Module 1. Descriptive statistics
Lesson 4
MEASURES OF DISPERSION
4.1 Introduction
In the preceding lesson, we have seen different measures of central tendency and learnt how they can be calculated for varying types of distributions. The measures of central tendency are just different types of averages and do not indicate the extent of variability in a distribution. Averages or the measures of central tendency give us an idea of the concentration of the observations about the central part of the distributions. If we are given the average of a series of observations, we cannot form complete idea about the distribution since there may exist a number of distributions whose averages are same but they may differ widely from each other in a number of ways. Let us consider two series I and II of 6 items each
Series Total Mean
I 20 20 25 25 30 30 150 25
II 15 20 25 25 30 35 150 25
We notice that there is no difference as far as the average is concerned. But we notice that in the first case the observations vary from 20 to 30 and in the second case, the observations vary from 15 to 35 i.e. we notice that the greatest deviation from the mean in the first case is 5 and in the second case it is 10. Clearly this indicates a difference in the two series. Such a variation is called scatter or dispersion. Thus, the measures of central tendency must be supported and supplemented by some other measures. One such measure is dispersion. Measures of dispersion help us to study variability of the items i.e. the extent to which the items vary from one another and also from the central value.
4.2 Meaning of Dispersion
The term dispersion is generally used in two senses. Firstly, dispersion refers to the variation of the items among themselves. If the value of all the items of a series is the same, there will be no variation among the various items and the dispersion will be zero. On the other hand, the greater the variation among different items of a series, the more will be the extent of dispersion. Secondly, dispersion refers to the variation of the items about an average. If the difference between the value of items and the average is large, the dispersion will be high and on the other hand if the difference between the values of items and average is small, the dispersion will be low. Thus, dispersion is defined as scatteredness around central value or the spread of the individual items in a given series. According to A. L. Bowley “Dispersion is the measure of the variation of the items”. Spiegel defined dispersion as “The degree to which numerical data tend to spread about an average value is called the variation or dispersion of the data”.

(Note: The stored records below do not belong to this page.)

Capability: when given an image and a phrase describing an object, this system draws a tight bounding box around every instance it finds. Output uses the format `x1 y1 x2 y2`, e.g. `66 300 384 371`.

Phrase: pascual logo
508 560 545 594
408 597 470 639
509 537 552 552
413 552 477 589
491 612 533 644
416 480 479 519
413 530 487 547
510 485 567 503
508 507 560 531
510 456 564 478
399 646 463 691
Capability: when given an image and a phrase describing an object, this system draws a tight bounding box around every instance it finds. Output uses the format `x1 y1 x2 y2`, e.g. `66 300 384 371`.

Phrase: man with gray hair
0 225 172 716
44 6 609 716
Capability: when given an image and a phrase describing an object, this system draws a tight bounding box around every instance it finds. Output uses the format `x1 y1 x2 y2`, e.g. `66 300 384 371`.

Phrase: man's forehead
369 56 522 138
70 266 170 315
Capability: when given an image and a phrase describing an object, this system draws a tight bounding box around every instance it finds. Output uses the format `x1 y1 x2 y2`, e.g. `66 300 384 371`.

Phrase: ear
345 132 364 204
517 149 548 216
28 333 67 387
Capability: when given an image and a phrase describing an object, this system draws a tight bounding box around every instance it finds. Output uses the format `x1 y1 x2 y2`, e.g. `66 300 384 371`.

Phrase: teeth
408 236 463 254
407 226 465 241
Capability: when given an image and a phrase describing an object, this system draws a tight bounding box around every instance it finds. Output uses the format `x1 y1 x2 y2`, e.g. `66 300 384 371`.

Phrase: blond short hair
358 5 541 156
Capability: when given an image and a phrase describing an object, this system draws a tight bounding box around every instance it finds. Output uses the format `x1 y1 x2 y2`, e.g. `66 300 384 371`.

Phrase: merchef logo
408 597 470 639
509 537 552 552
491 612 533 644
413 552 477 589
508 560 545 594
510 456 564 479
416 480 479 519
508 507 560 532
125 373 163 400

4.3 Objectives of Measuring Dispersion
The measures of dispersion are helpful in statistical investigation. Some of the main objectives of dispersion are:
4.4 Characteristics for an Ideal Measure of Dispersion
The following are the essential requisites for an ideal measure of dispersion:
· It should be rigidly defined.
· It should be based on all observations.

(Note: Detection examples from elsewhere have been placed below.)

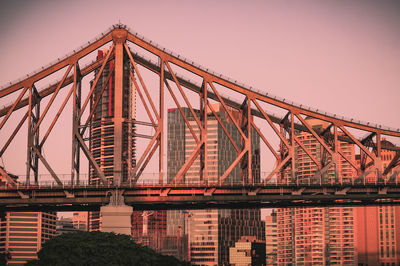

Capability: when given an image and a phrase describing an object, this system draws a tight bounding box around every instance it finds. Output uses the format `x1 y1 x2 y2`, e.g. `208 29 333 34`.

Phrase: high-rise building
354 140 400 265
167 105 265 265
265 210 280 265
72 212 88 231
132 211 167 253
229 237 270 266
88 50 135 231
0 212 57 265
0 170 57 265
277 118 357 265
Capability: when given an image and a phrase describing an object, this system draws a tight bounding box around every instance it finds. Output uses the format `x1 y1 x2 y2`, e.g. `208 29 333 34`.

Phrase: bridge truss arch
0 25 400 186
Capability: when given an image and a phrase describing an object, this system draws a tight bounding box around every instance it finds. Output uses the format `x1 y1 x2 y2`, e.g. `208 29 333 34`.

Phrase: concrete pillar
100 191 133 235
100 205 133 235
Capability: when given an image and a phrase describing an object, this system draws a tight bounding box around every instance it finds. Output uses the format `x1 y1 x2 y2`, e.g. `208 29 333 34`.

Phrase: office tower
229 237 270 266
72 212 88 231
277 118 357 265
0 212 57 265
167 105 265 265
132 211 167 252
354 139 400 265
89 50 135 231
0 169 57 265
265 210 280 265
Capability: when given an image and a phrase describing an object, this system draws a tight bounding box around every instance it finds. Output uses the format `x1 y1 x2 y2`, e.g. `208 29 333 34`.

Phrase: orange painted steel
0 25 400 187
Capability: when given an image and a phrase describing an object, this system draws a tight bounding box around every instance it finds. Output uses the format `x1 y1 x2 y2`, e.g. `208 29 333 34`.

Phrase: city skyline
0 0 400 261
0 1 400 177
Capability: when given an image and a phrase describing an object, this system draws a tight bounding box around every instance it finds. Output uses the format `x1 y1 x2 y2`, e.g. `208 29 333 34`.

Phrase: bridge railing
0 178 400 190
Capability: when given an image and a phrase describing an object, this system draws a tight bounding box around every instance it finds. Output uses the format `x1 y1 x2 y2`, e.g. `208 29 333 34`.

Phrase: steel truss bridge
0 182 400 212
0 25 400 210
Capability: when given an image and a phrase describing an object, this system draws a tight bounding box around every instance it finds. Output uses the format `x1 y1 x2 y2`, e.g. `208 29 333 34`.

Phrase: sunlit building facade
0 212 57 265
167 105 265 265
265 210 280 266
88 50 136 231
277 119 357 265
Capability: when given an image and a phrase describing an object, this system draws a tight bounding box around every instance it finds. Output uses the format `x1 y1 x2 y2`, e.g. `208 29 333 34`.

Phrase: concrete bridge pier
100 190 133 235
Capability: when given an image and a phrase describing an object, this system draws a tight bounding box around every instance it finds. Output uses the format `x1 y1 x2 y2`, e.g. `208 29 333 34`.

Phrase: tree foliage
26 232 189 266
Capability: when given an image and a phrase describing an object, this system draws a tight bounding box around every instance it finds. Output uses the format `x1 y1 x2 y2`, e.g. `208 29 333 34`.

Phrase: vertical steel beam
112 29 127 185
25 85 32 185
332 125 342 182
26 85 40 184
71 62 82 184
200 79 208 184
290 111 296 184
158 59 165 185
246 96 253 184
375 132 385 181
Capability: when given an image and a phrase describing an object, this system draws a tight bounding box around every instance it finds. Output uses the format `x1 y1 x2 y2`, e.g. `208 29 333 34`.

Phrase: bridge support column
100 191 133 235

· It should be readily comprehensive.
· It should be easily calculated.
· It should be amenable to further mathematical treatment.
· It should be affected as little as possible by fluctuations of sampling.

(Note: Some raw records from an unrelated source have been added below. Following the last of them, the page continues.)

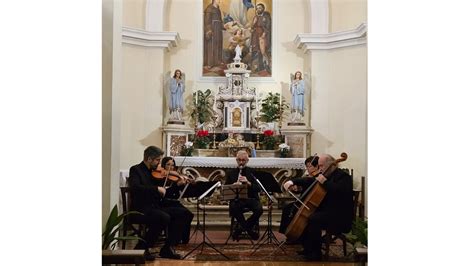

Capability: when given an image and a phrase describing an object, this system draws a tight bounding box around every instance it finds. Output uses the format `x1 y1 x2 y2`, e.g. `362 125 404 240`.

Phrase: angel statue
168 69 186 121
290 71 305 122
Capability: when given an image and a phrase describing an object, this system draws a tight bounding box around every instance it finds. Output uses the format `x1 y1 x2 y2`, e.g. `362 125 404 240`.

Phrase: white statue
234 44 242 62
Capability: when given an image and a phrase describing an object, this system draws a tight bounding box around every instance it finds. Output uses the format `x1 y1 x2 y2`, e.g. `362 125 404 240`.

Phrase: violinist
280 154 353 261
128 146 186 260
225 150 263 240
156 157 194 244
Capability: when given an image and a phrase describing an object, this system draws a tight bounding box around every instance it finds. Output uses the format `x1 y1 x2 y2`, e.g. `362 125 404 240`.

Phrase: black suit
129 162 189 249
225 167 263 231
280 168 353 257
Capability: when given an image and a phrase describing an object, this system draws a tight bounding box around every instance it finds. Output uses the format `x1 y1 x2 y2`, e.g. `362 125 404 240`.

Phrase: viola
151 166 181 182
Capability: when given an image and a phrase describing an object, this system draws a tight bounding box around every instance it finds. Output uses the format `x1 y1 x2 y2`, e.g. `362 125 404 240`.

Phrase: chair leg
224 217 235 245
342 237 347 257
324 232 332 260
121 225 127 249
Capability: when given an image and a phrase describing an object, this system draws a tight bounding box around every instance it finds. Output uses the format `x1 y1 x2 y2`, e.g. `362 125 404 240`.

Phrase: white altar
174 156 305 169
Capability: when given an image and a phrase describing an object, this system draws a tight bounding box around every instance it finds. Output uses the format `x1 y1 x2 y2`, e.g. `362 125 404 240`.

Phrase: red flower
263 129 273 137
197 130 209 137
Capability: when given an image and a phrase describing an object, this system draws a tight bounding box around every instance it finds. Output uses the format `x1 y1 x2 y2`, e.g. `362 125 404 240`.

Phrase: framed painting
202 0 273 77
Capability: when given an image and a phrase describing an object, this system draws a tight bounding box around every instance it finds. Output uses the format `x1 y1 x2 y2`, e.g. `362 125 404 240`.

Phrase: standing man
280 154 353 261
225 150 263 240
251 3 272 73
203 0 224 69
128 146 186 260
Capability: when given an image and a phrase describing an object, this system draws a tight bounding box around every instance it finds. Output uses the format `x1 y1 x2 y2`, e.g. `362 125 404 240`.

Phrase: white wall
117 0 367 183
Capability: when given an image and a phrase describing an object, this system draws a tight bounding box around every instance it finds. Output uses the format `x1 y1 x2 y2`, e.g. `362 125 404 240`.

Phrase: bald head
235 150 249 166
318 154 335 175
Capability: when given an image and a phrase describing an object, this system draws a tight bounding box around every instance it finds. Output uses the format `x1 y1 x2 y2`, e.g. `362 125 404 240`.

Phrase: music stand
179 181 217 243
181 181 229 260
250 171 286 255
222 183 253 245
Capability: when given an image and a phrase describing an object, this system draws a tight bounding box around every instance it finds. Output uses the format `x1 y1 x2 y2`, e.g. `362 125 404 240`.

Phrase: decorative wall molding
122 27 181 50
293 23 367 53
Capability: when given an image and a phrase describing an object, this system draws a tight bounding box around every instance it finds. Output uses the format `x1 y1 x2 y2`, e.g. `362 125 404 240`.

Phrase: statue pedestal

· It should not be affected much by extreme observations.
4.5 Absolute and Relative Measures of Dispersion
The measures of dispersion which are expressed in terms of the original units of a series are termed as Absolute Measures. Such measures are not suitable for comparing the variability of the two distributions which are expressed in different units of measurement. On the other hand, relative measures of dispersion are obtained as ratios or percentages and are thus pure numbers independent of the units of measurement. These measures are used to compare two series expressed in different units.
4.6 Measures of Dispersion
Various measures of dispersion in common use are:
4.6.1 Range
The simplest possible measure of dispersion is the range which is nothing but the difference between the greatest and the smallest observation of the distribution. Thus, Range =Xmax -Xmin where Xmax is the greatest observation and Xmin is the smallest observation of the variable value. In case of the grouped frequency distribution range is defined as the difference between upper limit of the highest class and the lower limit of the smallest class. In order to compare the variability of the two or more distributions given in different units of measurement, the relative measure , called coefficient of range is used and this is defined as follows:
In other words coefficient of range is the ratio of the difference between two extreme observations of the distribution to their sum.
4.6.1.1 Merits and demerits of range
Range is the simplest though crude measure of dispersion. It is rigidly defined, readily comprehensible and easiest to compute. It got the following drawbacks
4.6.1.2 Uses of range
In spite of above limitations range as a measure of dispersion, has following applications
4.6.2 Quartile deviation or semi-inter-quartile range
The difference between the upper and
lower quartiles i.e. Q3 – Q1 is known as the
inter-quartile range and half of this difference i.e. (Q3 – Q1) is called the
semi-inter-quartile range or the quartile deviation denoted by Q.D. For
comparative studies of variability of two distributions the relative measure
which is known as Coefficient of Quartile deviation which is given by
4.6.2.1 Merits of quartile deviation
4.6.2.2 Demerits of quartile deviation
4.6.3 Mean deviation or average deviation
This measure of dispersion is obtained by taking the arithmetic mean of the absolute deviations of the given values from a measure of central tendency. According to Clark and Schkade: “Average deviation is the average amount of scatter of the items in a distribution either the mean or the median, ignoring the signs of deviations. The average that is taken of the scatter is an arithmetic mean, which accounted for the fact that this measure is often called the mean deviation”.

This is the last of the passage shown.